October 23, 2021

At the Movies: Dune


I'll preface this by saying that I have not read Frank Herbert's novel. I did see the 1984 adaption, mainly for the shot of Sting wearing that green winged jockstrap... 

...and mercifully managed to block out everything else. So I came to this movie fairly unspoiled, although I have gleaned the basics of the plot over the years just from what's been written about the book. 

The main reason I wanted to see this movie was the director, Denis Villeneuve. He directed a bonafide SF classic in Arrival, and I am also very fond of his Blade Runner 2049 (which puts me in the minority, I believe). This movie reminded me a bit of Arrival, especially in the beginning, but as the film progressed I realized it was more like Blade Runner 2049, with its leisurely pace and scenes that are allowed to breathe. (This is not to say boring, at least for me. I wasn't bored by Dune, any more than Blade Runner.) I'm wondering if the same cinematographer was used for both, because a lot of the shots were constructed in similar ways. I know some people were complaining about his insistence that Dune should be seen on the big screen, but in this case I think he was right. I can't imagine trying to watch this movie on a tablet or--heaven forbid!--a phone. The way the shots are set up, emphasizing the terrible beauty of Arrakis with its endless dunes rolling over the horizon, the huge ships of House Atreides that fill the screen from corner to corner (and that gorgeous shot of the ship coming out of the water on their home planet), and not to mention the scene of the worm rearing up out of the sand and staring Paul down...this film is made for the big screen. 

This movie is nearly three hours long. I didn't look at my watch once all the way through it, and I didn't fall asleep. I guess it could be construed as slow, but to my way of thinking it was more deliberate. The director clearly knew where he was going and was confident enough in the material to take his time getting there. Timothee Chalamet, of course, was top billed as Paul Atreides, but in a sneaky way, Rebecca Ferguson's Jessica was really the protagonist.
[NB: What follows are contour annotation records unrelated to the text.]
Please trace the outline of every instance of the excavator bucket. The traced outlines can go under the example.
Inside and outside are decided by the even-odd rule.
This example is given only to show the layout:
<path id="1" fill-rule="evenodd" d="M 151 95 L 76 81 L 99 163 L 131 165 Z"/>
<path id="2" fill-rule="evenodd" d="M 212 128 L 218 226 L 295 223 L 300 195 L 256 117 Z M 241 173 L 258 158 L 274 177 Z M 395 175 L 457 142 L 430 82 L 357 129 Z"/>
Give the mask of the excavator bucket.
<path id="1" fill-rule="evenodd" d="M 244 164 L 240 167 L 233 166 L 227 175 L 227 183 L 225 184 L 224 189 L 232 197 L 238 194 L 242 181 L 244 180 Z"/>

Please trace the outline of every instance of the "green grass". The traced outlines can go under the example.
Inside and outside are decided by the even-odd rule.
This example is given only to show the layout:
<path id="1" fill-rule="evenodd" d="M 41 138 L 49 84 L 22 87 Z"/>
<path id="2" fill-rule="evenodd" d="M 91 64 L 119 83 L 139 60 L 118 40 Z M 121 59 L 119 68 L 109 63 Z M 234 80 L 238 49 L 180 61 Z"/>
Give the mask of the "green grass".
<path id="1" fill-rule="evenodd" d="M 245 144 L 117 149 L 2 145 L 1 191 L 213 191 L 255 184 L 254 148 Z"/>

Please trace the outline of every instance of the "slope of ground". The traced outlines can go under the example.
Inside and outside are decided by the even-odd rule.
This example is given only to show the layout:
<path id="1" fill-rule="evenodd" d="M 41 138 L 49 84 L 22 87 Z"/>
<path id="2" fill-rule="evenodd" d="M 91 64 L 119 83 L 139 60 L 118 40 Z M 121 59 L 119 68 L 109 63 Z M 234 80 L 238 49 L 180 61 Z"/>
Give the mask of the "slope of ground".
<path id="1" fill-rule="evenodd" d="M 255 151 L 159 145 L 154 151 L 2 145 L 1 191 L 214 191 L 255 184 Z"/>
It was her scheming and insistence on bearing a son in defiance of the Bene Gesserit, and that son apparently being the culmination of their centuries-old breeding program, that set everything in motion. 

The only thing that bugged me about this movie was the sound mix. It was...less than stellar, shall we say? I always stick my fingers in my ears through the previews before any film, because in almost every theater I've been in, they're just so damned loud. I don't expect to do that with the feature itself, but I did with this one, in several spots. Fer gosh sake, people, when putting this film together did no one say "dial it down a bit?" The soundtrack was excellent, dark and brooding synthesizer-based music that complemented the story perfectly, but it overwhelmed the dialogue in a couple of places. I've already made up my mind to buy the Blu-Ray when it comes out, but I'll also be looking forward to the subtitles to catch what I missed. 

For my money, this is the SF film of the year so far. I hope it does well and Denis Villeneuve gets to make Dune Part II.